The worried parents and Ann approach the Church to permit an exorcism. MacNeil suggests using methods from varied cultures, and so multiple religious and spiritual practitioners are invited: Father Maddox (E.J. Bonilla) is the local priest, Don Revans (Raphael Sbarge) the Baptist pastor, Stuart (Danny McCarthy) a Pentecostal preacher, and Dr. Beehibe (Okwui Okpokwasili), a rootwork healer. The intention is to conduct an interdenominational exorcism, but Maddox is forbidden from participating by the local diocese, which believes the girls are suffering from psychiatric problems.

During the exorcism, it is revealed that all those years ago in Haiti, Victor had chosen to keep Sorenne alive, but she died from the injuries she had sustained and Angela lived.

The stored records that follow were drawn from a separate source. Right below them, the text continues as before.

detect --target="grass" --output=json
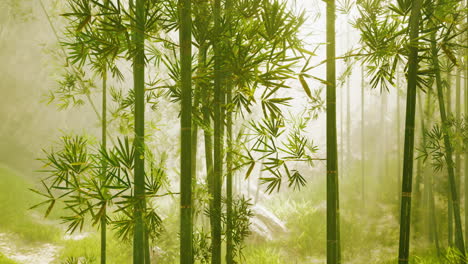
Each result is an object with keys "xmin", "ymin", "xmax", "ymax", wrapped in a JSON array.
[
  {"xmin": 0, "ymin": 166, "xmax": 60, "ymax": 242},
  {"xmin": 0, "ymin": 253, "xmax": 18, "ymax": 264},
  {"xmin": 56, "ymin": 232, "xmax": 132, "ymax": 264}
]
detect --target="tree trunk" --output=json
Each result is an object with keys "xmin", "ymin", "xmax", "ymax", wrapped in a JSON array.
[
  {"xmin": 431, "ymin": 32, "xmax": 465, "ymax": 257},
  {"xmin": 398, "ymin": 0, "xmax": 422, "ymax": 264},
  {"xmin": 179, "ymin": 0, "xmax": 193, "ymax": 264},
  {"xmin": 101, "ymin": 68, "xmax": 107, "ymax": 264},
  {"xmin": 226, "ymin": 85, "xmax": 233, "ymax": 264},
  {"xmin": 211, "ymin": 0, "xmax": 225, "ymax": 264},
  {"xmin": 133, "ymin": 0, "xmax": 145, "ymax": 264},
  {"xmin": 326, "ymin": 0, "xmax": 341, "ymax": 264},
  {"xmin": 361, "ymin": 65, "xmax": 366, "ymax": 208}
]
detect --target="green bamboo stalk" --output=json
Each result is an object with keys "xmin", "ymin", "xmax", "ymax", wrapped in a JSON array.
[
  {"xmin": 178, "ymin": 0, "xmax": 193, "ymax": 264},
  {"xmin": 226, "ymin": 85, "xmax": 234, "ymax": 264},
  {"xmin": 398, "ymin": 0, "xmax": 422, "ymax": 264},
  {"xmin": 455, "ymin": 68, "xmax": 462, "ymax": 246},
  {"xmin": 396, "ymin": 73, "xmax": 401, "ymax": 195},
  {"xmin": 361, "ymin": 65, "xmax": 366, "ymax": 208},
  {"xmin": 431, "ymin": 32, "xmax": 465, "ymax": 257},
  {"xmin": 446, "ymin": 71, "xmax": 453, "ymax": 246},
  {"xmin": 326, "ymin": 0, "xmax": 341, "ymax": 264},
  {"xmin": 202, "ymin": 106, "xmax": 214, "ymax": 226},
  {"xmin": 419, "ymin": 89, "xmax": 441, "ymax": 258},
  {"xmin": 100, "ymin": 67, "xmax": 107, "ymax": 264},
  {"xmin": 133, "ymin": 0, "xmax": 146, "ymax": 264},
  {"xmin": 464, "ymin": 0, "xmax": 468, "ymax": 245},
  {"xmin": 211, "ymin": 0, "xmax": 225, "ymax": 264},
  {"xmin": 224, "ymin": 0, "xmax": 234, "ymax": 264}
]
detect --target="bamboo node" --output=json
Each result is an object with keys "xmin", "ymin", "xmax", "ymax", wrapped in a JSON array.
[{"xmin": 401, "ymin": 192, "xmax": 411, "ymax": 197}]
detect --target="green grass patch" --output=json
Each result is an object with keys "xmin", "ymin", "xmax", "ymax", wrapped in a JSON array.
[
  {"xmin": 0, "ymin": 166, "xmax": 61, "ymax": 242},
  {"xmin": 0, "ymin": 253, "xmax": 18, "ymax": 264}
]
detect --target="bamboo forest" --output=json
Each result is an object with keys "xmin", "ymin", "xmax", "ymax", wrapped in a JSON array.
[{"xmin": 0, "ymin": 0, "xmax": 468, "ymax": 264}]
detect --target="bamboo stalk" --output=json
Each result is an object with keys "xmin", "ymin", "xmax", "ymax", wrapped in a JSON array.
[
  {"xmin": 398, "ymin": 0, "xmax": 422, "ymax": 264},
  {"xmin": 326, "ymin": 0, "xmax": 341, "ymax": 264},
  {"xmin": 178, "ymin": 0, "xmax": 193, "ymax": 264},
  {"xmin": 133, "ymin": 0, "xmax": 146, "ymax": 264},
  {"xmin": 431, "ymin": 32, "xmax": 465, "ymax": 257}
]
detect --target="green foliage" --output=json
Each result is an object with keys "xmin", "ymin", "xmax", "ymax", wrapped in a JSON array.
[{"xmin": 0, "ymin": 166, "xmax": 59, "ymax": 242}]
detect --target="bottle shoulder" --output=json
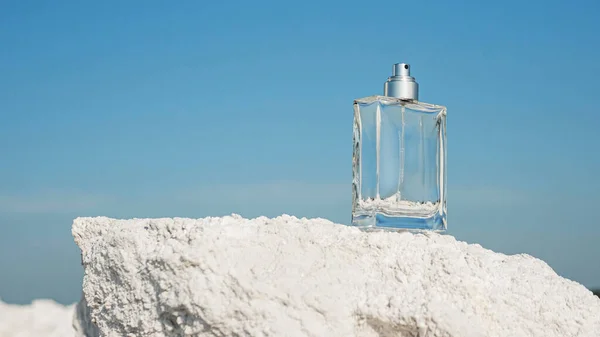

Holy water is poured on the girls to get at the spirits, passages from texts are read out, and religious symbols used, but nothing appears to work.

The demon that has taken over the girls offers the parents a choice: They can choose one of the girls, and she will live. Neither Victor nor Katherine’s parents are willing to let the other’s child die. Meanwhile, Maddox shows up out of the blue, having defied the diocese, and starts to read from the Roman Ritual, only for the demon to kill him. 

Victor, in this moment of dire straits, prays for the first time in over a decade, relying on the prayer he said as a child. He apologises to Angela and ties Sorenne’s old scarf onto her. Suddenly, Katherine’s father Tony yells out his desire to save his daughter and Angela appears to lose her heartbeat.

Only One Gets to Live

Katherine awakens in another yell and screams out for her parents, revealing that the demon had used the choice ambivalently, and that the girl whose parents chose her would not live but die. Katherine is dragged away to hell, even as back at the exorcism site, Angela starts breathing again. 

The film ends with Angela going back to school while Katherine’s parents mourn the passing of their daughter. Victor visits Sorenne’s grave and in hospital, MacNeil is reunited with Regan, who has chosen to forgive her.